Media-media Barat sudah sejak lama terkenal menerapkan sikap standar ganda dalam meliput sebuah peristiwa. Fenomena ini memang tidak aneh setelah mengetahui betapa media-media Barat yang kita anggap independen itu ternyata hanya corong kepentingan negaranya. Standar ganda negara-negara Barat pada akhirnya melahirkan standar ganda pada media-media massanya.
Media-media Barat saat meliput transformasi Tunisia dan Mesir, selalu berusaha untuk menyebarkan keraguan. Gaya peliputan media-media Barat atas revolusi Tunisia dan Mesir bertolak belakang ketika mereka meliput Revolusi Beludru di Georgia dan Ukraina. Karena dalam Revolusi Beludru Barat menjadi pemain utama baik dari sisi politik maupun media.
Media-media Barat di akhir tahun 2003 meliput secara luas demonstrasi rakyat di Georgia. Gambar yang ditayangkan oleh media-media Barat sangat mempengaruhi opini publik. Gelombang propaganda media-media Barat pada waktu itu dilakukan untuk mendukung Mikheil Saakashvili yang merupakan sekutu Barat di Georgia. Begitu gencar propaganda yang dilakukan sehingga revolusi Saakashvili disebut sebagai Revolusi Berwarna atau Revolusi Mawar.

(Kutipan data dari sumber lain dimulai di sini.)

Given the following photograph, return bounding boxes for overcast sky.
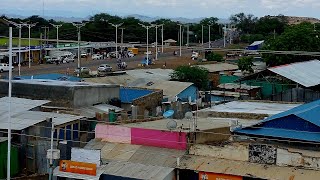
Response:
[2,0,320,19]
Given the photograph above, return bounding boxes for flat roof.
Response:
[199,101,301,116]
[54,166,104,180]
[124,117,259,132]
[197,63,238,73]
[0,111,83,130]
[76,104,124,118]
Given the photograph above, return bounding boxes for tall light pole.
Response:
[4,19,23,76]
[72,22,87,69]
[178,24,183,56]
[152,24,163,60]
[22,22,37,68]
[7,26,13,180]
[161,25,164,53]
[109,22,124,59]
[223,24,227,48]
[202,25,204,45]
[187,24,189,47]
[50,23,63,48]
[208,25,211,48]
[139,23,154,65]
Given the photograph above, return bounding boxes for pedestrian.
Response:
[66,68,70,75]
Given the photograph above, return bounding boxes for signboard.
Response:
[199,172,243,180]
[59,160,97,176]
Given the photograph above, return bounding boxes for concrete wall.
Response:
[73,85,120,107]
[189,144,249,162]
[131,128,187,150]
[195,127,230,144]
[0,80,120,108]
[132,90,163,118]
[95,124,131,143]
[277,148,320,170]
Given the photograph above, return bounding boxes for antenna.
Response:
[184,111,193,121]
[166,120,177,131]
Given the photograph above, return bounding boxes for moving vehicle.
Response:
[45,56,61,64]
[191,52,199,60]
[127,51,135,58]
[98,64,112,72]
[74,67,90,76]
[81,52,88,58]
[0,63,13,72]
[92,54,103,60]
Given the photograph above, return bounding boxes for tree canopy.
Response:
[170,65,209,90]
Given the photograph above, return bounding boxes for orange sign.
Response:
[199,172,243,180]
[59,160,97,176]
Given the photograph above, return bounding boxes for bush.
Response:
[207,52,223,62]
[238,56,254,73]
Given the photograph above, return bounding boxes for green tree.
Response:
[170,65,209,90]
[238,56,254,73]
[230,13,258,34]
[263,22,320,66]
[207,52,223,62]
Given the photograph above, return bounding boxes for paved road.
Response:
[1,50,190,77]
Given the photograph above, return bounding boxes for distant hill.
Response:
[3,13,229,24]
[266,15,320,25]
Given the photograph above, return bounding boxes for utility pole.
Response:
[208,25,211,48]
[187,24,189,47]
[21,22,38,68]
[7,26,13,180]
[223,24,226,48]
[202,25,204,45]
[229,24,232,44]
[50,23,63,48]
[139,23,154,65]
[109,23,124,59]
[161,25,164,53]
[178,24,183,56]
[152,24,163,60]
[4,19,23,76]
[72,22,87,69]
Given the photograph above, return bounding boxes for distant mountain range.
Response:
[3,13,230,24]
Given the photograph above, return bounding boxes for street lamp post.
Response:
[72,22,87,69]
[202,25,204,45]
[208,25,212,48]
[178,24,183,56]
[152,24,163,61]
[223,24,227,48]
[187,24,189,46]
[109,23,124,59]
[3,19,23,76]
[50,23,63,48]
[161,25,164,53]
[21,22,37,68]
[120,27,125,54]
[7,26,13,180]
[139,23,154,65]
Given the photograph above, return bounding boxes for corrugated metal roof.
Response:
[268,60,320,87]
[179,155,320,180]
[103,161,174,180]
[76,104,123,118]
[84,140,185,168]
[0,97,50,116]
[235,99,320,142]
[249,40,264,46]
[197,63,238,73]
[120,88,154,103]
[0,111,83,130]
[130,80,194,101]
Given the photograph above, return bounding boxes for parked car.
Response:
[127,51,135,58]
[92,54,103,60]
[0,63,13,72]
[74,67,90,76]
[108,51,118,58]
[45,56,61,64]
[191,52,199,60]
[98,64,112,72]
[81,52,88,58]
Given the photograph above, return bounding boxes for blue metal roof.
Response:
[120,88,154,103]
[14,73,82,82]
[234,99,320,142]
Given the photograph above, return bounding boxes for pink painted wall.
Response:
[95,124,131,143]
[131,128,187,150]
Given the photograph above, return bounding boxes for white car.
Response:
[98,64,112,72]
[128,51,135,58]
[191,52,199,59]
[92,54,103,60]
[0,63,14,73]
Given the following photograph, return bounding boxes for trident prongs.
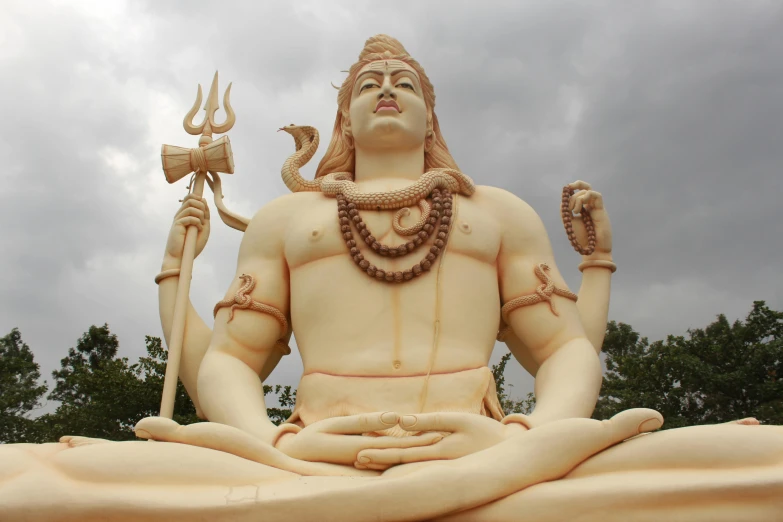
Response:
[183,71,236,140]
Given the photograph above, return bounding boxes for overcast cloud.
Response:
[1,0,781,407]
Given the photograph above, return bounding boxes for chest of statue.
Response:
[283,191,501,273]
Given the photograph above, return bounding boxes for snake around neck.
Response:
[279,124,475,208]
[279,124,474,283]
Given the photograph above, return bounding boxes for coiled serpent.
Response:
[279,124,475,235]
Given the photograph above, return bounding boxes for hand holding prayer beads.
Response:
[561,180,613,257]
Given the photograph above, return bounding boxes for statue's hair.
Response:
[314,34,459,179]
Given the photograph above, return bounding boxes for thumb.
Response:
[603,408,663,441]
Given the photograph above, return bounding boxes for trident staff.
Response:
[158,72,236,418]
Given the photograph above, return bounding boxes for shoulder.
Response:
[470,185,551,254]
[472,185,545,232]
[247,192,322,225]
[241,191,324,256]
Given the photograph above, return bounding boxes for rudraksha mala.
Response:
[561,185,596,256]
[337,189,453,283]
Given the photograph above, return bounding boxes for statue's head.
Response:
[315,35,459,179]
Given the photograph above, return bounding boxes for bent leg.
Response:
[0,441,300,522]
[441,423,783,522]
[440,466,783,522]
[567,423,783,479]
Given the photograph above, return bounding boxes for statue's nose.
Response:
[378,83,396,99]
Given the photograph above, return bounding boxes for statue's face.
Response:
[348,59,428,151]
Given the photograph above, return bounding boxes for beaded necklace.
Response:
[337,188,453,283]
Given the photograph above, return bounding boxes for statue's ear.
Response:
[341,110,352,133]
[341,111,354,149]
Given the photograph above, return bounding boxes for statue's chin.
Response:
[355,122,425,151]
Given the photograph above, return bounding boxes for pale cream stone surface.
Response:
[3,35,782,521]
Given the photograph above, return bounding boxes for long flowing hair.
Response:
[314,35,460,179]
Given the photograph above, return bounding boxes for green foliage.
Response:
[594,301,783,428]
[31,326,199,442]
[264,384,296,425]
[0,324,299,444]
[0,328,48,442]
[491,352,536,415]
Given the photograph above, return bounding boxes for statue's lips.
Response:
[375,100,400,113]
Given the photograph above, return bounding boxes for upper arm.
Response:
[493,189,585,366]
[208,196,294,374]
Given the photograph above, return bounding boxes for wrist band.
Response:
[578,260,617,273]
[155,268,181,284]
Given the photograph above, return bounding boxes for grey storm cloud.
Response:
[1,0,781,405]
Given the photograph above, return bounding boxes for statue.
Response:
[3,35,782,522]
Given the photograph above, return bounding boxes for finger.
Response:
[176,207,206,222]
[180,194,207,213]
[357,444,445,467]
[568,190,586,213]
[586,190,604,210]
[175,216,203,231]
[398,412,475,433]
[317,411,400,434]
[363,433,444,449]
[320,432,441,462]
[572,195,584,214]
[568,180,591,192]
[357,462,392,471]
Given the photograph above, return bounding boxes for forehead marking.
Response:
[368,59,407,71]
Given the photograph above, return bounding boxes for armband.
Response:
[501,263,577,322]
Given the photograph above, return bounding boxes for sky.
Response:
[1,0,781,410]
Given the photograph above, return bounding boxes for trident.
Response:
[158,72,249,418]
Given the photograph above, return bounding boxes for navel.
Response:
[457,220,472,235]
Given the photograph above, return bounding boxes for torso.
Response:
[278,182,510,423]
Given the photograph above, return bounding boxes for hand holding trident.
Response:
[158,72,242,418]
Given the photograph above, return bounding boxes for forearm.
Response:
[158,254,212,408]
[527,338,602,425]
[159,255,212,346]
[576,252,614,352]
[197,350,279,445]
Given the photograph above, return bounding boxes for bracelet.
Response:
[578,260,617,273]
[154,268,181,284]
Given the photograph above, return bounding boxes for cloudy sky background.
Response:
[1,0,781,410]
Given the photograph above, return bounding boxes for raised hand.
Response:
[275,412,445,466]
[165,194,210,261]
[565,180,612,256]
[354,412,524,471]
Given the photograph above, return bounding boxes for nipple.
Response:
[458,221,471,234]
[309,226,324,242]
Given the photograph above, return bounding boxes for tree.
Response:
[15,325,293,443]
[264,384,296,425]
[0,328,48,442]
[37,325,163,441]
[594,301,783,428]
[491,352,535,415]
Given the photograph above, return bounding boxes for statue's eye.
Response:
[360,83,379,92]
[396,82,415,91]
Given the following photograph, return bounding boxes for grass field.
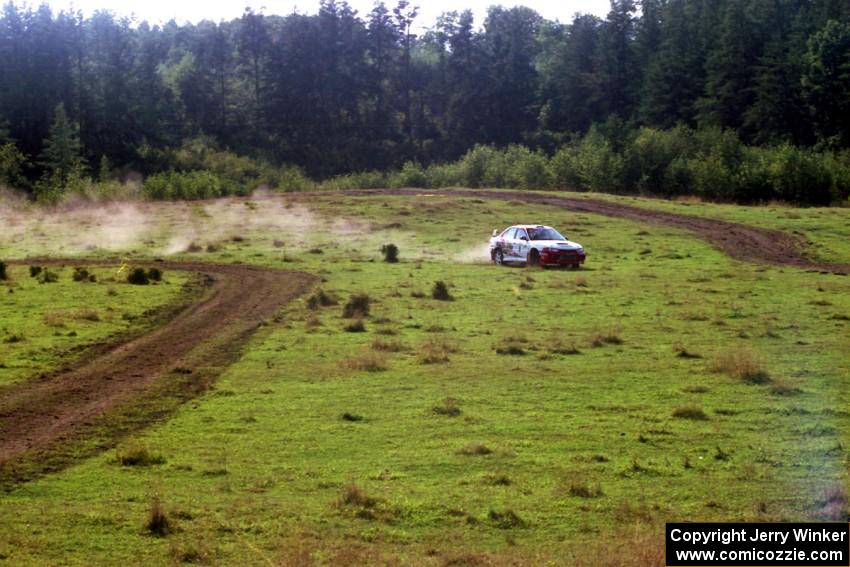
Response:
[1,192,849,565]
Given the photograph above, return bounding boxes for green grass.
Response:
[0,265,190,387]
[0,193,848,564]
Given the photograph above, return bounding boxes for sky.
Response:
[39,0,612,28]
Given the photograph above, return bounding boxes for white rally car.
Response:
[490,224,586,268]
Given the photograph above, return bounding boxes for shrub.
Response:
[487,508,526,529]
[29,266,42,278]
[381,243,399,263]
[127,267,150,285]
[341,412,363,422]
[338,483,377,509]
[389,161,427,188]
[432,397,461,417]
[145,496,172,537]
[458,144,502,188]
[566,477,604,498]
[342,294,370,318]
[147,267,162,282]
[306,288,338,309]
[321,170,388,190]
[550,144,583,189]
[143,170,223,200]
[432,280,452,301]
[0,260,6,280]
[38,268,58,283]
[72,267,95,282]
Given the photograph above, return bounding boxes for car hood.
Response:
[532,239,583,250]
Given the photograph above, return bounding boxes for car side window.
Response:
[503,228,516,239]
[516,228,528,240]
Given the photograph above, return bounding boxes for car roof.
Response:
[510,224,552,229]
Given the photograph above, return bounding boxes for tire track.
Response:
[0,260,315,484]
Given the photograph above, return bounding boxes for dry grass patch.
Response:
[672,405,708,420]
[769,381,802,396]
[562,474,603,498]
[335,483,400,522]
[340,352,387,372]
[458,443,493,456]
[115,442,165,467]
[371,338,407,352]
[419,339,455,364]
[709,348,770,383]
[586,327,623,347]
[432,397,462,417]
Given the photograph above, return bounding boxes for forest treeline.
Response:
[1,0,849,203]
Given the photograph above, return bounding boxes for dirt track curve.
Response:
[321,189,850,274]
[0,260,315,484]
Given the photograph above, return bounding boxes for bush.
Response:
[0,260,6,281]
[147,267,162,282]
[432,280,452,301]
[306,288,338,309]
[389,161,427,188]
[342,294,370,318]
[550,145,583,189]
[381,243,399,263]
[432,397,461,417]
[127,267,150,285]
[764,144,833,205]
[143,170,223,200]
[38,268,58,283]
[145,496,172,537]
[72,267,95,282]
[321,170,388,190]
[29,266,42,278]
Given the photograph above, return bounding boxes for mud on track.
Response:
[324,189,850,274]
[0,260,315,486]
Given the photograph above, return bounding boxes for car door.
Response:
[514,228,529,260]
[499,228,516,260]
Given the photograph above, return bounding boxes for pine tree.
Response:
[39,102,86,191]
[802,19,850,147]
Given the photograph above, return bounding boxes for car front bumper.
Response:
[540,250,586,266]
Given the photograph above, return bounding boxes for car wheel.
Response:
[526,249,540,268]
[494,249,504,265]
[571,264,579,270]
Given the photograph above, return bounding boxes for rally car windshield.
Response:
[527,227,565,241]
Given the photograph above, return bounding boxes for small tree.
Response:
[381,243,399,263]
[38,103,87,197]
[432,280,452,301]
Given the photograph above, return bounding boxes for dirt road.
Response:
[323,189,850,274]
[0,260,315,485]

Satu tahun setengah pasca Revolusi Beludru di Georgia, media-media Barat yang sama menerapkan cara yang sama dalam meliput Revolusi Oranye di Ukraina. Media-media Barat membusungkan dadanya menjadi pendukung utama Revolusi Oranye.
Namun yang menjadi pertanyaan saat ini, bagaimana sikap media-media Barat terkait dua revolusi rakyat Arab yang menentang dua tokoh yang selama ini menjadi sekutu mereka?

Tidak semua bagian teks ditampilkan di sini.